Отодвинув рукой ослабевшего от голода, истомленного нуждой газетчика, прохожий шагал дальше, а газетчик в слепой, предсмертной тоске метался по улице, подкатывался под извозчиков и, хрипло стеная, кричал:
– Интересная газета! На Малой Охте чухонка любовника топором зарубила!! Купите, сделайте милость!
И жалко их было, и досадно.
Неожиданно среди общего сна и скуки, как удар грома, грянул небывалый скандал в Думе.
Скандал был дикий, нелепый, ни на чем не основанный, но все ожило, зашевелилось, заговорило, как будто вспрыгнуло живительным летним дождиком.
Негодованию газет не было предела.
– После долгой спячки и пережевывания никому не нужной вермишели Дума наконец проснулась довольно своеобразно и самобытно: правый депутат Карнаухий закатил такой скандал, подобного которому еще не бывало… Встреченный во время произнесения своей возмутительной речи с трибуны общим шиканьем и протестами, Карнаухий выругался непечатными словами, снял с ноги сапог и запустил им в председательствующего… Когда к нему бросились депутаты, он выругал всех хамами и дохлыми верблюдами и потом, схватив стул, разбил голову депутату Рыбешкину.
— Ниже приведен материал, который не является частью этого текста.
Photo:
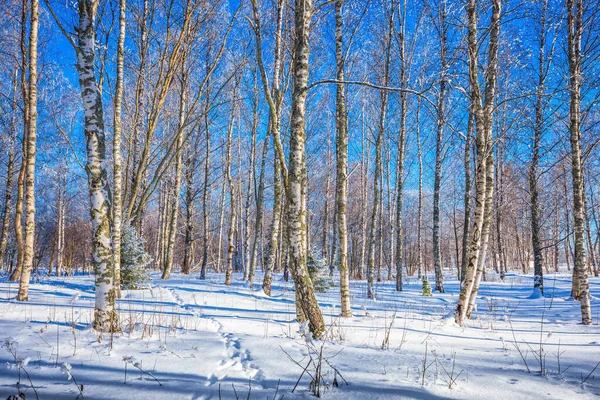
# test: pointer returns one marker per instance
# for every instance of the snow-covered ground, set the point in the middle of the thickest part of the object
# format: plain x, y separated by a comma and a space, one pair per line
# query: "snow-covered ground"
190, 339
Когда же наконец прекратятся эти возмутительные бесчинства черносотенной своры?! Исключение наглого хулигана всего на пять заседаний должно подлить лишь масла в огонь, так как ободрит других и подвинет на подобные же бесчинства! Самая лучшая мера воздействия на подобных господ – суд и лишение депутатского звания!
Газетчики уже не бегали, стеная, за прохожими. Голодное выражение сверкавших глаз сменилось сытым, благодушным…
Издателю большой ежедневной газеты Хваткину доложили, что к нему явился депутат Карнаухий и требует личного с ним свидания.
– Какой Карнаухий? Что ему надо? – поморщился издатель. – Ну, черт с ним, проси.
Рассыльный ушел. Дверь скрипнула, и в кабинет, озираясь, тихо вошел депутат Карнаухий.
Он подошел к столу, придвинув к себе стул, сел лицом к лицу с издателем и, прищурившись, молча стал смотреть в издателево лицо.
Издатель подпер голову руками, облокотился на стол и тоже долго, будто любуясь, смотрел в красное широкое лицо своего гостя.
– Ха-ха-ха! – раскатился издатель неожиданным хохотом.
– Хо-хо-хо! – затрясся всем своим грузным телом Карнаухий.